What is Signed Distance Field (SDF)?

A fundamental mathematical representation used in robotics, computer graphics, and computer vision to define object geometry and proximity for collision detection and spatial reasoning.

A Signed Distance Field (SDF) is a continuous scalar field that, for any point in space, stores the Euclidean distance to the nearest surface of an object, with the sign indicating whether the point is inside (negative distance) or outside (positive distance) the object's boundary.
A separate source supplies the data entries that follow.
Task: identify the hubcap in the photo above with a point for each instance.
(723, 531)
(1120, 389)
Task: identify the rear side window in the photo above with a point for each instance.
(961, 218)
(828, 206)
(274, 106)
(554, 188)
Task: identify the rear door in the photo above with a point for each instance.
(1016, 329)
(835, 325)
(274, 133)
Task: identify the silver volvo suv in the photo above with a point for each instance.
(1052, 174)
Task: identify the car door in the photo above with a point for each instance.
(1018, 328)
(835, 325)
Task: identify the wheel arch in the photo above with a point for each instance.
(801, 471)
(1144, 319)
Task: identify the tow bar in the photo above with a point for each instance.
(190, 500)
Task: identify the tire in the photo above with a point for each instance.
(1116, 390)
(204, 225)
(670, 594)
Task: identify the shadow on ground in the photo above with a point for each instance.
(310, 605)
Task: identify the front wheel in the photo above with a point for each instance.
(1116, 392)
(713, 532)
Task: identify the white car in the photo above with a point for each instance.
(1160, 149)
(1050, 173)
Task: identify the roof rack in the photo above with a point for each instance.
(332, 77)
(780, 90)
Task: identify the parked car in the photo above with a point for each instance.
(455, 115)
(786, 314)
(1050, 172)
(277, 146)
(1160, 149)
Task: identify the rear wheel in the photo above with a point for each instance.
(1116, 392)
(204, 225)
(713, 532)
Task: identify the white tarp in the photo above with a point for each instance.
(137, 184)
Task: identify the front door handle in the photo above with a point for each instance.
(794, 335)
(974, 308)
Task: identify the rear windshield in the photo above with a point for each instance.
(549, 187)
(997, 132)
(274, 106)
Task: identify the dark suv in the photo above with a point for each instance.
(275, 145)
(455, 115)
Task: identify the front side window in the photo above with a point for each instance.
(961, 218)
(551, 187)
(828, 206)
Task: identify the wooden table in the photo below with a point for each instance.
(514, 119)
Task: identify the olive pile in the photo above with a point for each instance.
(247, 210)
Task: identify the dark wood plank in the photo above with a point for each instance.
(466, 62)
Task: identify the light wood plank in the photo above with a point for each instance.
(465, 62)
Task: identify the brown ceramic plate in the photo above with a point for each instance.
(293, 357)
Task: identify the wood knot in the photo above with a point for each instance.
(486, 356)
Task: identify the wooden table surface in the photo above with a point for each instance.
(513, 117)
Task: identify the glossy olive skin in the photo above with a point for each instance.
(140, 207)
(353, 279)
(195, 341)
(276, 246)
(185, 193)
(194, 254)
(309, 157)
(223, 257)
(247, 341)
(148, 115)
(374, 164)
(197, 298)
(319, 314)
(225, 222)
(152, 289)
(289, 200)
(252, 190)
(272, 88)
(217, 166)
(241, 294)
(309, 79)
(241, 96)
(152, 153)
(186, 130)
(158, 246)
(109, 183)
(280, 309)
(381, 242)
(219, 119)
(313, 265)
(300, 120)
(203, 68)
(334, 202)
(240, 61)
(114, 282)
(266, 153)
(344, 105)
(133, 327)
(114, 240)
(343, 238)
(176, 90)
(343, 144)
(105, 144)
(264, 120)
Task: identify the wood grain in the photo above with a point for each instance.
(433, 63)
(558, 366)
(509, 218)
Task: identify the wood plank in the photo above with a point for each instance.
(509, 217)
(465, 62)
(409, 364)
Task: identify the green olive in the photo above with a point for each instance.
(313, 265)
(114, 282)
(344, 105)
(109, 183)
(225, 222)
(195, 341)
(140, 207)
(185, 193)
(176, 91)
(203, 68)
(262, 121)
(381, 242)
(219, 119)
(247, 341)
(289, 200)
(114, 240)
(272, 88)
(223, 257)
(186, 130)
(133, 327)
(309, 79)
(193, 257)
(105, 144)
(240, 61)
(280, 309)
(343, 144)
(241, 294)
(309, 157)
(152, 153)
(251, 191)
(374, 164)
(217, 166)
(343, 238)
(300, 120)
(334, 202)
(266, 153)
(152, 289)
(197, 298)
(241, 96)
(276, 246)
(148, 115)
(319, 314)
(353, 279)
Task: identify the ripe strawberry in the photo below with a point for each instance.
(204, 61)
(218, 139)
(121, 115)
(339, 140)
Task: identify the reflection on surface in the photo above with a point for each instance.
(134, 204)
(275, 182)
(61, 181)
This implicit surface representation is central to collision checking in motion planning, as it provides a fast, differentiable measure of proximity to obstacles, enabling algorithms to compute gradients for optimization and maintain a safety margin. Its mathematical properties are leveraged in trajectory optimization and Model Predictive Control (MPC) to enforce constraints efficiently.

In robotics, SDFs are often precomputed for a known environment or generated from sensor data via 3D reconstruction. This allows planners to query distances and gradients in configuration space (C-space) almost instantly, which is critical for real-time performance. The field is closely related to level-set methods and is a foundational tool for gradient-based optimization techniques like Sequential Quadratic Programming (SQP), where it provides the necessary cost and constraint functions to keep a robot's trajectory clear of obstacles while minimizing path length or control effort.

MATHEMATICAL REPRESENTATION

Key Characteristics of Signed Distance Fields

Signed Distance Fields (SDFs) are a foundational mathematical representation in robotics and computer graphics, encoding the distance to the nearest surface for any point in space, with a sign indicating interior or exterior. Their properties make them uniquely suited for collision checking, shape representation, and gradient-based optimization.

01

Signed Scalar Field

An SDF, denoted as φ(x), is a scalar field that maps any point x in space to a real number. This number represents the Euclidean distance from x to the nearest point on the surface of an object. The sign of the value is critical:

  • φ(x) > 0: Point x is outside the object.
  • φ(x) = 0: Point x is exactly on the surface.
  • φ(x) < 0: Point x is inside the object. This sign provides immediate geometric classification without additional ray tests.
02

Eikonal Equation & Gradient Magnitude

A true distance function satisfies the Eikonal equation: ||∇φ(x)|| = 1 almost everywhere. This means the magnitude of its gradient is 1, indicating the distance field changes at a unit rate in the direction of the nearest surface. This property is crucial because:

  • The gradient ∇φ(x) points in the direction of the steepest ascent away from the surface (or descent toward it).
  • It enables efficient normal vector calculation on a surface: the normal n at a surface point is simply n = ∇φ(x) where φ(x) = 0.
  • This unit gradient property is enforced during SDF computation using algorithms like the Fast Marching Method.
03

Efficient Collision & Penetration Queries

SDFs provide constant-time O(1) collision detection for a single query point against a pre-computed shape. This is far more efficient than iterative methods like GJK/EPA for convex shapes or BVH traversal for meshes.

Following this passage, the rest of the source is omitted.